Within his catalog of music, Felly has managed to maintain his own voice while venturing into different musical styles. Songs like “Fabrics” and “Fresh Water” are perfect Lo-fi beats to bop your head to while studying or relaxing, while others like “Come Alive” and “Still Young” infuse higher energy elements of hip-hop that make you want to get up and dance. On his 2020 album, Mariposa (Deluxe), he stripped back four of his biggest hits to simple acoustic guitar, allowing his vocals and lyrics to shine. By refusing to be tied down to one genre or style, Felly seems to produce whatever makes him most happy in the moment. His authenticity and genuine joy have allowed him to continue to churn out music, releasing 8 albums since 2014.
Through integration of recording and remixing technology into the acoustic performances, Felly added depth and variety to the performance. He played guitar for about half the show and utilized a multi-pedal footboard to creatively reshape its sound by layering chords with ease. His band switched back and forth effortlessly between live drums and digital mixes.
The lighting that doused the stage in vibrant color throughout the night also worked to create a depth of tone in Felly’s performance. He came out initially with some of his bigger, hip-hop heavy songs accompanied by layered purple and blue spotlights pointed towards the crowd, highlighting their jumping bodies and grinning faces.. As the energy built, and the crowd’s screams became a roar, the lights turned into a red that encompassed the entire room like fire. Later when he brought out the guitar and played some of his more emotionally heavy tracks, the lights became hazier and dimmer, and the focus shifted to the center of the stage where Felly stood. The shift in lighting facilitated the similarly timed shift in mood from party-mode to a more peaceful and introspective state that took place in the latter half of the show. This diversity in style and tone exemplified Felly’s multi-faceted talent for performance, all the while maintaining a sense of intimacy with his audience.

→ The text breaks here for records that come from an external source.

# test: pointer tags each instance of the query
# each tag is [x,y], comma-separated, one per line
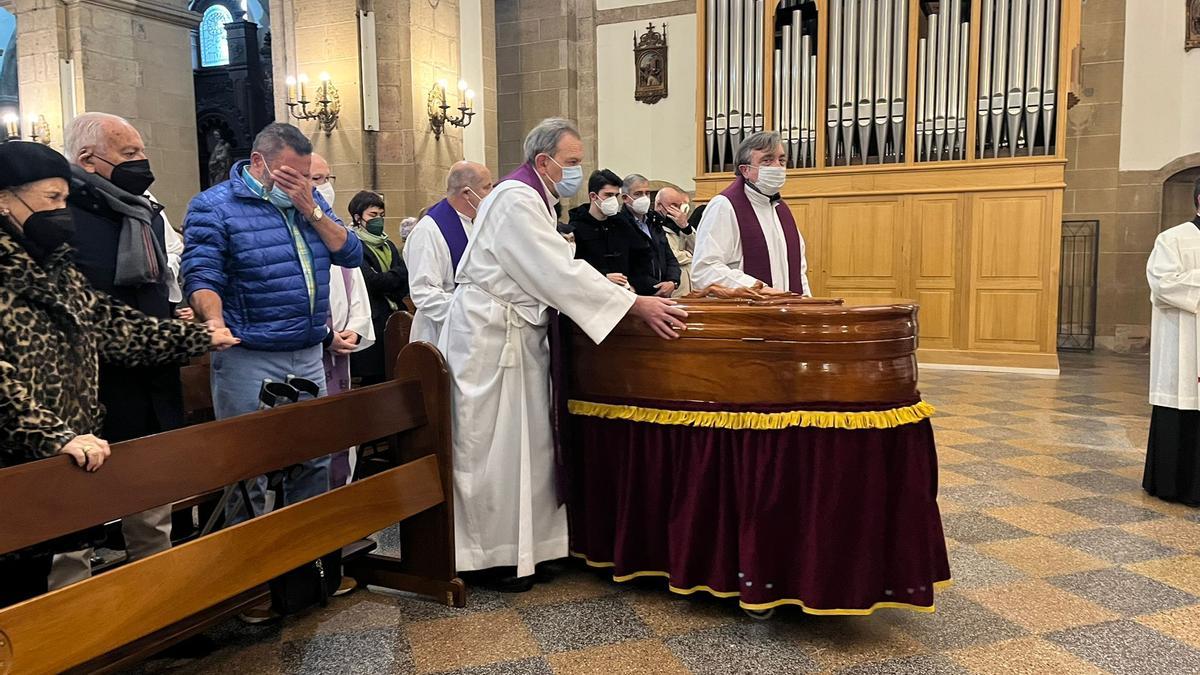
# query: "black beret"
[23,162]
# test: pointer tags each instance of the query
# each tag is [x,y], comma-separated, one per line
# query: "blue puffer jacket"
[239,246]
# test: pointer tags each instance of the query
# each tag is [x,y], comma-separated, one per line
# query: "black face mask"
[46,231]
[135,175]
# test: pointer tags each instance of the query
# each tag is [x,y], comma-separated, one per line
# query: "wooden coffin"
[749,353]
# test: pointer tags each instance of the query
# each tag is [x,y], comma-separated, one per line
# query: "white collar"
[756,198]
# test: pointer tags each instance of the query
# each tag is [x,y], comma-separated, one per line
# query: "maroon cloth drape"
[833,519]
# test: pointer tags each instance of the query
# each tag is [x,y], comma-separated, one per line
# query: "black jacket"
[610,245]
[383,285]
[660,264]
[138,400]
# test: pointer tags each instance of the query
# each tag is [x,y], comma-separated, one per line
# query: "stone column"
[417,45]
[131,59]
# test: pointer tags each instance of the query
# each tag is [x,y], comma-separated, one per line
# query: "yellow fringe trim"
[760,420]
[762,607]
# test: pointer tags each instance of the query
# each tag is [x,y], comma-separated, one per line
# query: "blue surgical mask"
[573,178]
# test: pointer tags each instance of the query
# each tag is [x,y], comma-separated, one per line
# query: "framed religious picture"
[651,65]
[1192,35]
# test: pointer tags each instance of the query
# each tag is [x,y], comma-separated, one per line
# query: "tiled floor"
[1061,566]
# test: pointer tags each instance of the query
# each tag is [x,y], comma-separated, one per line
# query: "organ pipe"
[865,96]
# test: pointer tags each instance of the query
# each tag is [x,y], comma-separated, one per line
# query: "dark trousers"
[23,578]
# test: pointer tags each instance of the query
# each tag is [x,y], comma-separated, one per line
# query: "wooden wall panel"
[867,243]
[936,227]
[1009,268]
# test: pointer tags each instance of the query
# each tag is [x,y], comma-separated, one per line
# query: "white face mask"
[610,207]
[327,191]
[771,179]
[573,178]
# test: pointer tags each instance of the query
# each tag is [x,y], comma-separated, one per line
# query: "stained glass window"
[214,43]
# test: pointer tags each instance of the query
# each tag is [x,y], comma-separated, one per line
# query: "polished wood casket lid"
[778,352]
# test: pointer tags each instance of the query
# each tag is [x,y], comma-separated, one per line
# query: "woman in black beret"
[53,330]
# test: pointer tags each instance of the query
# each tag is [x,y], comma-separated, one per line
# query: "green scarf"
[378,245]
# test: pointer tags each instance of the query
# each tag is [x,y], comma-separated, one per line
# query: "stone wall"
[131,59]
[417,45]
[1096,187]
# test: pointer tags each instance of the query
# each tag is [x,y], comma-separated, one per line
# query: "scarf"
[141,257]
[378,245]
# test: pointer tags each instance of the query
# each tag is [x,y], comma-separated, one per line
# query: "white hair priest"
[748,236]
[515,272]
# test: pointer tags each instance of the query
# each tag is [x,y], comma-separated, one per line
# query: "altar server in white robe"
[349,330]
[748,236]
[1173,458]
[515,272]
[435,248]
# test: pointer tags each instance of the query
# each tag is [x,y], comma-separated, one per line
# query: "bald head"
[467,184]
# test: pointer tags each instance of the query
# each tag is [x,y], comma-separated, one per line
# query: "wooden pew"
[149,604]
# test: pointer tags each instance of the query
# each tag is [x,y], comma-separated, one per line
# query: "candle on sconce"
[324,87]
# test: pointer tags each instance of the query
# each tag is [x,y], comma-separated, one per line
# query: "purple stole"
[558,356]
[455,234]
[337,380]
[755,257]
[526,174]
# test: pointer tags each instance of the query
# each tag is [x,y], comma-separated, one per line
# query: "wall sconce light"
[438,107]
[11,126]
[40,130]
[330,106]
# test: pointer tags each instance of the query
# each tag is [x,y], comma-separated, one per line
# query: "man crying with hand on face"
[257,260]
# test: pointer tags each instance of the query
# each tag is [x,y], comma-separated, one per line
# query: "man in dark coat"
[109,178]
[660,275]
[603,238]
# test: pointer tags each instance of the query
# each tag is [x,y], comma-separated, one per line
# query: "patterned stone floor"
[1061,566]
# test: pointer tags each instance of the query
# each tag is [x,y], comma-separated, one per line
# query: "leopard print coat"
[54,328]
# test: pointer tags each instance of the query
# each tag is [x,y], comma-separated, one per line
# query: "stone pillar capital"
[159,10]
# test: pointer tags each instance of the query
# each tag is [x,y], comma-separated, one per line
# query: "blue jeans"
[237,376]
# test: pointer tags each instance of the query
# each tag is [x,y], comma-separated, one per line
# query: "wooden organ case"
[927,153]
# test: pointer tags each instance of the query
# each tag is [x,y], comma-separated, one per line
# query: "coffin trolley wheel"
[760,614]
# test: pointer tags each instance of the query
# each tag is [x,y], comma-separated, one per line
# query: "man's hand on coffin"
[343,342]
[87,451]
[660,314]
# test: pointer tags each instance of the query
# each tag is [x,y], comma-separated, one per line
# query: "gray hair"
[545,137]
[633,179]
[276,136]
[88,132]
[763,141]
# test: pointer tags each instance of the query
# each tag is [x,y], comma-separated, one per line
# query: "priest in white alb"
[748,237]
[436,245]
[1173,458]
[516,270]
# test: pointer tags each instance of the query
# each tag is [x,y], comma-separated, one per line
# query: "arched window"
[214,43]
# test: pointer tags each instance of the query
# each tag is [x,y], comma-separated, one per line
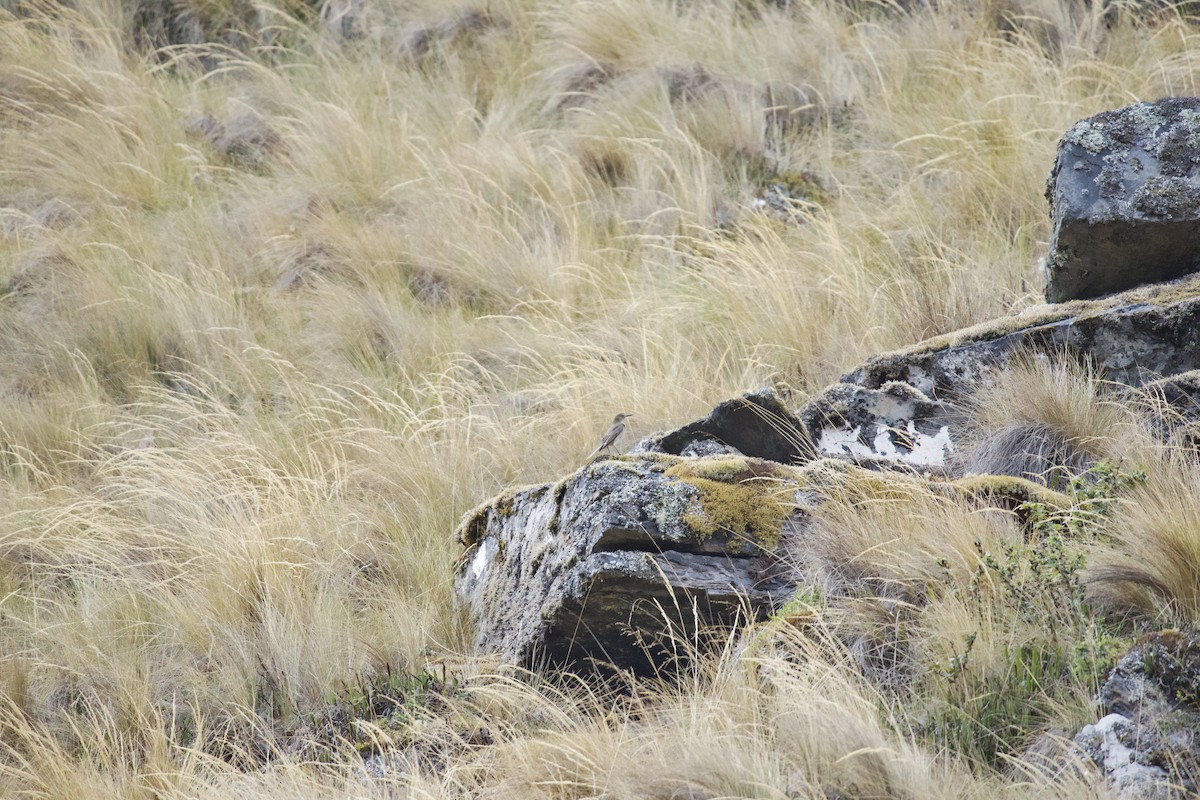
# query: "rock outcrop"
[1147,743]
[1125,197]
[604,564]
[711,523]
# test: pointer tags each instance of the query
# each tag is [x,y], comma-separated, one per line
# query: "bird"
[610,437]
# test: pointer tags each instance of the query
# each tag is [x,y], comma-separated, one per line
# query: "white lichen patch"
[1107,740]
[483,557]
[919,449]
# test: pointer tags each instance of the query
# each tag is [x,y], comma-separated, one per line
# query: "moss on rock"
[737,494]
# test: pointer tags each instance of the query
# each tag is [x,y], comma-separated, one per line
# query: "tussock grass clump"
[1151,570]
[1044,420]
[975,619]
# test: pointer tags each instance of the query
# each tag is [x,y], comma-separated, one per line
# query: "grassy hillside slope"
[277,311]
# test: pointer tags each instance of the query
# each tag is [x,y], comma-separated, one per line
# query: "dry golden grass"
[279,310]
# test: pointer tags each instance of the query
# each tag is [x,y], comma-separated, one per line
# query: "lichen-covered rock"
[895,423]
[756,425]
[1147,744]
[1125,200]
[1132,338]
[568,572]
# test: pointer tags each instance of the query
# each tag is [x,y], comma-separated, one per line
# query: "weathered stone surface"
[1133,338]
[1147,744]
[561,573]
[756,425]
[894,422]
[1125,199]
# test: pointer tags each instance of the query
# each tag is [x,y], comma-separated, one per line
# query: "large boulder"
[610,563]
[1147,743]
[1125,200]
[1132,338]
[756,425]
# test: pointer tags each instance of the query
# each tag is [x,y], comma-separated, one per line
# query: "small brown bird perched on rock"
[610,437]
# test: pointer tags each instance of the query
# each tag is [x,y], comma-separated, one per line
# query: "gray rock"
[1125,200]
[756,425]
[1110,744]
[894,423]
[567,572]
[1132,338]
[1146,745]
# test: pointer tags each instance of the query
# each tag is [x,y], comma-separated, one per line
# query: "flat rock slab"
[756,425]
[895,423]
[1133,338]
[565,572]
[1125,200]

I left Union Stage filled with a strange sense of pride for this person who happened to grow up near me. Music is my first love. I love to create it, consume it, dance to it, and surround myself with it. Christian Felner, or Felly, loved music too and got the chance to chase down his dreams. As he continues to play at larger and larger venues and release more and more hits, spreading his joy and passion, I will continue to cheer on from afar—the kid from Trumbull, CT who made it.